Ces pommades, bien que destinées à un usage vétérinaire, sont disponibles en vente libre sur Internet. La législation en France a restreint leur disponibilité.
L’usage du gui européen (Viscum album) est également rapporté. Une étude de Christen-Clottu et al. (2010) a montré un taux de réussite de 38% avec des injections sous-cutanées de gui, bien que ce traitement soit moins efficace que d’autres méthodes comme la cryochirurgie ou l’exérèse chirurgicale.

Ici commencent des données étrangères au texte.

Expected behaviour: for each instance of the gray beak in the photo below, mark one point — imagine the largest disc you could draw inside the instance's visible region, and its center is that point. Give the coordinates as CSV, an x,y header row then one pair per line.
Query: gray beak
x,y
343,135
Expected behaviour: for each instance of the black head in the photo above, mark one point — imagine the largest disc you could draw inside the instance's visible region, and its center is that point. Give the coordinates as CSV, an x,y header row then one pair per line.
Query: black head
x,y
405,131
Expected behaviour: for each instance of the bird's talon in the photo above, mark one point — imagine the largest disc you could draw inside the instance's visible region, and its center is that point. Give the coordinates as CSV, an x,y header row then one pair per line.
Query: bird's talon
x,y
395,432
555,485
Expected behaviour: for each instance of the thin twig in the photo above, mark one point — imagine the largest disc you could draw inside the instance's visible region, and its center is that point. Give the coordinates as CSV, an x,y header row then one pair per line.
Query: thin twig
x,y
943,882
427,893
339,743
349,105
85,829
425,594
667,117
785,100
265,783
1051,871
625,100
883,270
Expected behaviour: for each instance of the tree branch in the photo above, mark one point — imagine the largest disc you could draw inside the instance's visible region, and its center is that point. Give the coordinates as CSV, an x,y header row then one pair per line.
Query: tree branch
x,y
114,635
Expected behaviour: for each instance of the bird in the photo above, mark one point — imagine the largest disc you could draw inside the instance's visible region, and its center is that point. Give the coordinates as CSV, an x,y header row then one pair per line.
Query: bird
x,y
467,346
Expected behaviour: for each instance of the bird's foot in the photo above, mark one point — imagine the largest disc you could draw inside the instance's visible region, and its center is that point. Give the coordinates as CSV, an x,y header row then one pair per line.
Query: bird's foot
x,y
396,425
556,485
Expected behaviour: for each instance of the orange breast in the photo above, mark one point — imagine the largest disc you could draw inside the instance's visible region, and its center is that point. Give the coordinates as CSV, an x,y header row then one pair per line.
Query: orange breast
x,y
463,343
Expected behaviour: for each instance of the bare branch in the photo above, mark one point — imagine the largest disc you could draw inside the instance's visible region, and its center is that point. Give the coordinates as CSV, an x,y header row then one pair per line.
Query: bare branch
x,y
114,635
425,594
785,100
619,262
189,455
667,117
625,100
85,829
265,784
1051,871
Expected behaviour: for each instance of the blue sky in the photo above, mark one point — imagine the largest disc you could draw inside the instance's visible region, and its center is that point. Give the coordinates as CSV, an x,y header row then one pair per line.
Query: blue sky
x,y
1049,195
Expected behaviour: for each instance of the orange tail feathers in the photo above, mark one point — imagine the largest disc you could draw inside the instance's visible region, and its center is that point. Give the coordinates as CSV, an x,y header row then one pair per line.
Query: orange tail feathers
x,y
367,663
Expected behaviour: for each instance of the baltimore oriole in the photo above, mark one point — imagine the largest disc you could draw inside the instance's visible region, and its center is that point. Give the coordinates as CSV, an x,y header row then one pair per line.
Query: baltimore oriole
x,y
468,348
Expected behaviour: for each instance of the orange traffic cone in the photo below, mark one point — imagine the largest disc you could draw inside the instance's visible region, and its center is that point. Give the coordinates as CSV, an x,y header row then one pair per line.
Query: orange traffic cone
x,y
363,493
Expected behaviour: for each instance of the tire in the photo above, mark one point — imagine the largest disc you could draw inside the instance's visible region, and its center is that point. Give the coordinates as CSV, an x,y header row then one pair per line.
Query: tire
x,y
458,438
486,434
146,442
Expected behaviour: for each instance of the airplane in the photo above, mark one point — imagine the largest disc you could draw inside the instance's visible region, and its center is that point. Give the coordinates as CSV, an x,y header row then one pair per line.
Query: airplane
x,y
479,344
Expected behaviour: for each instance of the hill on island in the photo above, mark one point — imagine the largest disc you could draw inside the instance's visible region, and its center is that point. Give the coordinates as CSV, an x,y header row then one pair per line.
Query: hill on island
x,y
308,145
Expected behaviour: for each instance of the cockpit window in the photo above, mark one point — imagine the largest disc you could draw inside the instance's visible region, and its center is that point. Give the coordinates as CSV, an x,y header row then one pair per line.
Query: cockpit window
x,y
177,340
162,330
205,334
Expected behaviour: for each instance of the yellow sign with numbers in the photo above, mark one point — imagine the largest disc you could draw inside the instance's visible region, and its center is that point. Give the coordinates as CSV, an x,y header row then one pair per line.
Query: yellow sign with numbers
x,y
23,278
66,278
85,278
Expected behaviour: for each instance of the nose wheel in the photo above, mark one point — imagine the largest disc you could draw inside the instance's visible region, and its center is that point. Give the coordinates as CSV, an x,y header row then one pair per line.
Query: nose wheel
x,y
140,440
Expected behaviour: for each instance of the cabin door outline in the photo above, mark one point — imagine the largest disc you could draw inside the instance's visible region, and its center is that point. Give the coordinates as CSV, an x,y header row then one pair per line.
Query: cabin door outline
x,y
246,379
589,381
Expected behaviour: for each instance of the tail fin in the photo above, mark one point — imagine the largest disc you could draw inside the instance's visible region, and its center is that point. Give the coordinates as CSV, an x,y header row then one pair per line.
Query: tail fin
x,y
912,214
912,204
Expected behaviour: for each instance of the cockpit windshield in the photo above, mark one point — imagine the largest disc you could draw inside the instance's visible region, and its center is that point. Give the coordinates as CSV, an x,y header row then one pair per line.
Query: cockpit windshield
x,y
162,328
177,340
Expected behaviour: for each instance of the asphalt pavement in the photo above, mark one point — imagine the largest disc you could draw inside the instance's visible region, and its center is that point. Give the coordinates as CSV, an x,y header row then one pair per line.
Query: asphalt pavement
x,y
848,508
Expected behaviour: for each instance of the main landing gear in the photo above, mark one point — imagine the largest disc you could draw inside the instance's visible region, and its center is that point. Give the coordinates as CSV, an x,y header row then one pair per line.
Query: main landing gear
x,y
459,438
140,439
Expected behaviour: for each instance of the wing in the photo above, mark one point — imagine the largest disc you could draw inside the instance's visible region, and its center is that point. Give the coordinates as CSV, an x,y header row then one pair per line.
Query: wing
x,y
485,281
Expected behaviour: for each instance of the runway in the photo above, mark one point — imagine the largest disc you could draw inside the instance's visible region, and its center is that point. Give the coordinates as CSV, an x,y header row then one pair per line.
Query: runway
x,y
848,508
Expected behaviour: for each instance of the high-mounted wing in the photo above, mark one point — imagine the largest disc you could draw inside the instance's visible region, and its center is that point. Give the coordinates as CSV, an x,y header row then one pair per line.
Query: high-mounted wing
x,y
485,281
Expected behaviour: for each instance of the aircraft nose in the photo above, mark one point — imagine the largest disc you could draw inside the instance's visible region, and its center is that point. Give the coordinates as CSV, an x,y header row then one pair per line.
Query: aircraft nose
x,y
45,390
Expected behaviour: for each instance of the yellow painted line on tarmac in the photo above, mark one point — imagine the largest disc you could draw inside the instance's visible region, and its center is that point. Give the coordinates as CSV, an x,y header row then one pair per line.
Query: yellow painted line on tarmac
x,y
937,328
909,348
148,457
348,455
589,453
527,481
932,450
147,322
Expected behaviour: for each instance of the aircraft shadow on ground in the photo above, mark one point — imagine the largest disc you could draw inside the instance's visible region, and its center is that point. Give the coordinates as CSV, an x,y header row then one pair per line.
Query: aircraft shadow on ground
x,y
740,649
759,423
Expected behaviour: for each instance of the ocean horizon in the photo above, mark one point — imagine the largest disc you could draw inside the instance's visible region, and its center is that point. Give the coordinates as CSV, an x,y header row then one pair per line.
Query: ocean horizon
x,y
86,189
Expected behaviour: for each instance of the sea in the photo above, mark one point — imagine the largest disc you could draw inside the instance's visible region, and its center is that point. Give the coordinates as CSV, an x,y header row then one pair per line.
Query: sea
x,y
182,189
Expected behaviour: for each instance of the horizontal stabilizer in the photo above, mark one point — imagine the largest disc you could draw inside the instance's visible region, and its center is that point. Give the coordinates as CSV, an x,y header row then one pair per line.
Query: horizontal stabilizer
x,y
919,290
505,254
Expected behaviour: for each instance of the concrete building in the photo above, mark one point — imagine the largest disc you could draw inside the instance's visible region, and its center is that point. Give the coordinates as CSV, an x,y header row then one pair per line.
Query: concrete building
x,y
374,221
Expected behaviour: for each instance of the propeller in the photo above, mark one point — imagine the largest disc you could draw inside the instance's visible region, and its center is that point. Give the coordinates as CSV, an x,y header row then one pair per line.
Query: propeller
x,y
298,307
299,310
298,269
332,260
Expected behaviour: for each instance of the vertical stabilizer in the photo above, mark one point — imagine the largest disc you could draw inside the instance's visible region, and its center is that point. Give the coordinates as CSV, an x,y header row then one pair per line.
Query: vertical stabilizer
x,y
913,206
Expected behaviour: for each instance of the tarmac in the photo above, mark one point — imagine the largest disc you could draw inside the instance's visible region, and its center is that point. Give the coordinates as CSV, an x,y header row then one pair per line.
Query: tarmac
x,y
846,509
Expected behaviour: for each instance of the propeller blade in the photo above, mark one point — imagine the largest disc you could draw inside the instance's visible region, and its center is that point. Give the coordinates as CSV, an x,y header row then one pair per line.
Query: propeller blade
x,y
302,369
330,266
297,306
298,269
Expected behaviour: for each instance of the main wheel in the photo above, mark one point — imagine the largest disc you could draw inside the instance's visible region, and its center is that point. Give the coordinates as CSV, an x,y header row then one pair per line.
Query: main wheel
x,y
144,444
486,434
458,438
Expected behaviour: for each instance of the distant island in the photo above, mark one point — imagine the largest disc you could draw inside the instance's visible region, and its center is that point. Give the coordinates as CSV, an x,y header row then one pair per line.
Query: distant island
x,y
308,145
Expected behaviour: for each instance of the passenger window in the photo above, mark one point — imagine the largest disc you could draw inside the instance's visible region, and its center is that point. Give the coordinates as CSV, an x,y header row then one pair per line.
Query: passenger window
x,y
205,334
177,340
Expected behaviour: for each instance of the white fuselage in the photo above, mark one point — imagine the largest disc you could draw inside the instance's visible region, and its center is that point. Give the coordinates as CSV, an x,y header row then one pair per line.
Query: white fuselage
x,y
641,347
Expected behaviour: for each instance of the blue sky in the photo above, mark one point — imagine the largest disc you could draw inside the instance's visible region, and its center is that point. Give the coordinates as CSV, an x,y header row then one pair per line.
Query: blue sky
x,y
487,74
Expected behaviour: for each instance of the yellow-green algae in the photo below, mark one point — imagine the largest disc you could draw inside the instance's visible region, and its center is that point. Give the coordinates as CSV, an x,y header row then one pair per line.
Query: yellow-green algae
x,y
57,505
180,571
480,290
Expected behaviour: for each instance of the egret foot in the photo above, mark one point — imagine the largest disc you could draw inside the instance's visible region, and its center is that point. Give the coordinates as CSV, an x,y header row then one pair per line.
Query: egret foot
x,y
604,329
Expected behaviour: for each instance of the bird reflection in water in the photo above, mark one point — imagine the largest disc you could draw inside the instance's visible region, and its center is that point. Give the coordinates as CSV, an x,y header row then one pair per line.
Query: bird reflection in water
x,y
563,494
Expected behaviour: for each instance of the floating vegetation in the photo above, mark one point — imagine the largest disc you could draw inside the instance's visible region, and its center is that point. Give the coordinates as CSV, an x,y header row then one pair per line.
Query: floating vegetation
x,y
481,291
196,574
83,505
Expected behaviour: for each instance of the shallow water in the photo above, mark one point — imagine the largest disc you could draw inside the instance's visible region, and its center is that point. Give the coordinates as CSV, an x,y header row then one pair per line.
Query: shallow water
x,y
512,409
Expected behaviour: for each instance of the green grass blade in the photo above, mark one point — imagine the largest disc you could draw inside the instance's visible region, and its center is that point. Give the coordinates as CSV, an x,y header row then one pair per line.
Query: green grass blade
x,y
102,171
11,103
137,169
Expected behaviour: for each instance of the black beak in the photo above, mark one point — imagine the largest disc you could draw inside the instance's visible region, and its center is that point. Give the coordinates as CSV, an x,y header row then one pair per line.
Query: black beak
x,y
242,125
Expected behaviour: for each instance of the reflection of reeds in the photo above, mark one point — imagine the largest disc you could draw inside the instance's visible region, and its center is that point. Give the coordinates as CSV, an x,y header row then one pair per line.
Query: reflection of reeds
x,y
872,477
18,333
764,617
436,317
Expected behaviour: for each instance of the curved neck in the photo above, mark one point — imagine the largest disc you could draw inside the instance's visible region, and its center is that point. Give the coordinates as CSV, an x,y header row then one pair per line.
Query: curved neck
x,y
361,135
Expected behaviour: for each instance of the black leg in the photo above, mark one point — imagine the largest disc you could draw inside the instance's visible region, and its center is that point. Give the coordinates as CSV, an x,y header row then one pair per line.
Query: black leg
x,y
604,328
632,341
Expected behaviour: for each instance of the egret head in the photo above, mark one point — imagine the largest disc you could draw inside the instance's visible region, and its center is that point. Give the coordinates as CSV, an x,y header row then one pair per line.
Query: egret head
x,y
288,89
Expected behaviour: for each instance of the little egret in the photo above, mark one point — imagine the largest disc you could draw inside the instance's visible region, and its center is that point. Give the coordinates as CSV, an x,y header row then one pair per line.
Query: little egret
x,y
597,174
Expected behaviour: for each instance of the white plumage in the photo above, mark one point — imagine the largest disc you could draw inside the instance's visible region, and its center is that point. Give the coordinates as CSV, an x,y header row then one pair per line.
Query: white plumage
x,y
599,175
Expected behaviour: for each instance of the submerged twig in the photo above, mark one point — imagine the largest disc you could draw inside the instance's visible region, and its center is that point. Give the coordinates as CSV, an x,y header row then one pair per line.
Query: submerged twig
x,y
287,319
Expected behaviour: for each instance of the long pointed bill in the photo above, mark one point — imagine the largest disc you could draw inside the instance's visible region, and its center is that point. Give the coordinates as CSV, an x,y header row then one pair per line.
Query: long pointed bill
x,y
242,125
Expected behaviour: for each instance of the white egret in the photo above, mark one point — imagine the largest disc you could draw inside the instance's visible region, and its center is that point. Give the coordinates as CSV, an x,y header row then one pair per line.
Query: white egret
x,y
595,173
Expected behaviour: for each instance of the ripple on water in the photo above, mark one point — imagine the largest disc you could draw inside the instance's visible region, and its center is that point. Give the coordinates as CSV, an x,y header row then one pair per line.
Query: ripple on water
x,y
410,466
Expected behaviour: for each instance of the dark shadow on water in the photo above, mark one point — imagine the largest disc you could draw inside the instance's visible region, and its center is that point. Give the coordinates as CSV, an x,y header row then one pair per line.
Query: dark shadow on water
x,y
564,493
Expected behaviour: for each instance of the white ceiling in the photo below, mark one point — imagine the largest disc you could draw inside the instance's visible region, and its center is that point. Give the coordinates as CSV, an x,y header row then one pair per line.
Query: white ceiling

En application cutanée locale, des soins enrichis en huiles essentielles. En application cutanée locale, elles peuvent s’utiliser pour assécher et éliminer les sarcoïdes :
- Tea Tree : Contient des monoterpénols aux propriétés antibactériennes et antifongiques.
- Géranium : Riche en alcools monoterpéniques, esters et cétones, lutte contre les bactéries et champignons.
- Thym : Assainit l’épiderme grâce au thymol, efficace pour les problèmes de peau.
La phytothérapie peut également stimuler l’immunité du cheval, aidant à lutter contre les cellules cancéreuses. L’utilisation de compléments alimentaires adaptés peut soutenir le système immunitaire pendant le traitement.